Are you ready to Wrassle?
2100 Original Wrasslers are storming the ring to slam down in an EPIC, No-holds-barred, battle royale!
2100 BAD ASSES of the retro-future who cannot be confined to one arena...
PREPARE YOURSELF for a brain-bashing experience in WEB3 interoperability
These maniacal fighters are the NEXT CHAMPIONS of our Metaverse Wrestling Federation!

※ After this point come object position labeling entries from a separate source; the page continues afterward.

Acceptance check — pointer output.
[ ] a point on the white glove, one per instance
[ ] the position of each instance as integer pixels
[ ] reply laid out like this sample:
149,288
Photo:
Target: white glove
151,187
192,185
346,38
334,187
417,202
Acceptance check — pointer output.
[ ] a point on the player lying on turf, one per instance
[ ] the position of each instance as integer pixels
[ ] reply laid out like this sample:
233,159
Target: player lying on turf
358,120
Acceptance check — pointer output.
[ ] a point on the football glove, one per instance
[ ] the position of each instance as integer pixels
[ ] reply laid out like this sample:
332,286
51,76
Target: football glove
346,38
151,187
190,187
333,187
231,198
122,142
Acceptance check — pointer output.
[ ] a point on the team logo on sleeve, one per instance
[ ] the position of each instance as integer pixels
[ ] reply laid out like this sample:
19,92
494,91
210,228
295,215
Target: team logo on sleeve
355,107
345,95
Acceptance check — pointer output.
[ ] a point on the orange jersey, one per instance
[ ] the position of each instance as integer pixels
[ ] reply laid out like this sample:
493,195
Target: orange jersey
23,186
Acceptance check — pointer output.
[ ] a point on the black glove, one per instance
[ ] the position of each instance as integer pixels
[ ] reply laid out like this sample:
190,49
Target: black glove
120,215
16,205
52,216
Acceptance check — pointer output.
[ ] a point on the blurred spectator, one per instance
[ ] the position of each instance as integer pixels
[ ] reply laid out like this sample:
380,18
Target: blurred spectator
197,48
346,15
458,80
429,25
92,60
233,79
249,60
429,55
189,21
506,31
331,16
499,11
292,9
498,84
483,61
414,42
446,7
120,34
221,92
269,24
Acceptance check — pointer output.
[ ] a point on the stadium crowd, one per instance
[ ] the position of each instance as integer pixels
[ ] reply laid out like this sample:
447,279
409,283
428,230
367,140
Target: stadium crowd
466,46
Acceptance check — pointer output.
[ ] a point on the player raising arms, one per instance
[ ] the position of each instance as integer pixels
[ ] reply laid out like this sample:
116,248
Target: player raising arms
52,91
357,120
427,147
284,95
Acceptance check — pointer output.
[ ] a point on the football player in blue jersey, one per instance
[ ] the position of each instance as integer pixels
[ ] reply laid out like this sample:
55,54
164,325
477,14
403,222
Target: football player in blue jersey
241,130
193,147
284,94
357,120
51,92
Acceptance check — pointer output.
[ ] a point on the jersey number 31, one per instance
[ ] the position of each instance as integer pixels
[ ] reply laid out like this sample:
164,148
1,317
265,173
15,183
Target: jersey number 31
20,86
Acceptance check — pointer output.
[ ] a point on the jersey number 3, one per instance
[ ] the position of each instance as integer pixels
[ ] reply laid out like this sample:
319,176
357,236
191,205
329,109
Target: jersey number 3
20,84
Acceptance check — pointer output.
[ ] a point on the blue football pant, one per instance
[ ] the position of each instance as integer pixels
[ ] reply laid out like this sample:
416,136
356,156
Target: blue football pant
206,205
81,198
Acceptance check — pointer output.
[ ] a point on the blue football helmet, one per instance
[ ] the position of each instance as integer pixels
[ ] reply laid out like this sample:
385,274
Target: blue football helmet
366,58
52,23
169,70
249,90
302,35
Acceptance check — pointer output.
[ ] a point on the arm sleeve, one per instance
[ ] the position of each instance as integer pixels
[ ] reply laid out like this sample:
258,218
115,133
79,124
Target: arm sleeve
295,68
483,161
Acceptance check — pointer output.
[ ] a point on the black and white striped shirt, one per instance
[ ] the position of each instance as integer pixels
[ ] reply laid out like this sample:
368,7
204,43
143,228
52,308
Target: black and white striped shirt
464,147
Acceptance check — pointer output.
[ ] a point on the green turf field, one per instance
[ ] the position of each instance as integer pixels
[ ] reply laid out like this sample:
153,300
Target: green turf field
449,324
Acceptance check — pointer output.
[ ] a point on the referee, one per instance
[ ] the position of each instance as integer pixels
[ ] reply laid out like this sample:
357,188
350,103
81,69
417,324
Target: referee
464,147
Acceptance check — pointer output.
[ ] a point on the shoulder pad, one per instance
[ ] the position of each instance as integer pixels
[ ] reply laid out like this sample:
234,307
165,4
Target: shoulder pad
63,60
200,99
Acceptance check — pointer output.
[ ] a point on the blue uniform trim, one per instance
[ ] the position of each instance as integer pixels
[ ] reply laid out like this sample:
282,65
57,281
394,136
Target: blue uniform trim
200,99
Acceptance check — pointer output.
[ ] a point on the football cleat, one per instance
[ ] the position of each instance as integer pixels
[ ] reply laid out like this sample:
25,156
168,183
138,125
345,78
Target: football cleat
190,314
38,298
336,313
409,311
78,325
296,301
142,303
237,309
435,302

OH YES! THE WRASSLERS NFT COLLECTION IS HERE!
Eager to FIGHT??
Get your hands on a WRASSLERS CARD PACK!
This ain't your slimy cousin Brenden's allowlist mint pass raffle - Wrasslers uses hardcore onchain randomness for pack ripping.
BEHIND THE ARTWORK
1100 individual hand-drawn layers of accessories, hairstyles & clothing
+
170,000 words of GPT-3 + human written backstories
Tossed in the WRASSLENATOR 2000 AI machine to create the sickest batch of psychopaths the metaverse has ever seen!
Nipple rings. Cuban cigars. Fuchsia pythons. Acoustic guitars. There is an attribute to make just about any Wrassler special. But one is so rare, you might only see it once in the whole collection:
Was it a freak accident, or a horrific act of war that turned this maniac green?
Find em, and find out!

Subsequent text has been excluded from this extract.